Tarocchi
Numerologia

Matrice del Destino



Inserisci la tua data di nascita e avrai il tuo ottagramma: nove punti, ognuno con uno dei 22 arcani maggiori. Il tuo carattere, i tuoi talenti, l'eredità delle tue linee familiari, i tuoi destini per età — e l'energia della tua essenza al centro.

Calcolata con lo schema classico della Matrice del Destino: ogni numero si riduce a 22 o meno, e ciascuno corrisponde a un arcano maggiore. Prendi le letture come specchio e suggerimento, non come sentenza: la stessa energia può viversi in luce o in ombra — e quello lo decidi tu.

La Matrice del Destino è il metodo che unisce la numerologia ai 22 arcani maggiori dei tarocchi. La regola è semplice e cambia tutto: qui nessun numero si riduce a una sola cifra, come nella numerologia classica, ma a 22 o meno — così ogni risultato non è una cifra astratta, bensì un arcano con un volto, una storia e un carattere. Il tuo giorno di nascita è una carta; il tuo mese, un'altra; il tuo anno, un'altra ancora. E dall'incrocio di tutte nasce il tuo ottagramma: la stella a otto punte che vedi qui sopra.

Ogni punta della stella risponde a una domanda diversa. Il rombo centrale sono le tue quattro energie personali: il carattere con cui sei nato, i talenti che hai portato con te, il tuo modo di realizzarti nel materiale e il bagaglio karmico che ti porti dietro. Il quadrato ruotato sono le linee familiari: ciò che ti arriva — doni e compiti in sospeso — dalla linea paterna e da quella materna. E al centro, la carta più importante di tutte: la tua essenza, l'energia in cui riposi e da cui si ordina tutto il resto.
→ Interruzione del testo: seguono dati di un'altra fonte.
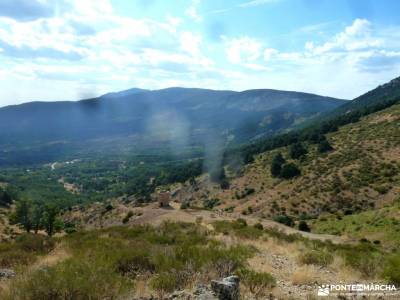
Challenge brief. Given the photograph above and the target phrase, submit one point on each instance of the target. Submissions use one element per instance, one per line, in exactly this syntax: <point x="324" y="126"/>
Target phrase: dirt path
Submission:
<point x="158" y="215"/>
La matrice aggiunge ciò che la numerologia classica non ha: i destini per età (il tuo compito personale fino ai 40, quello sociale fino ai 60, quello spirituale dopo), il canale dell'amore e del denaro, e i tre programmi del passato — i punti bassi della stella, che si leggono insieme come la lista di compiti con cui sei arrivato in questa vita.

Ogni energia può viversi in luce o in ombra, e per questo ogni scheda ti mostra le due facce e un consiglio per lavorarci. Prendila per quello che è: una mappa, non una sentenza. Il territorio — quello che farai di ogni arcano — lo cammini tu.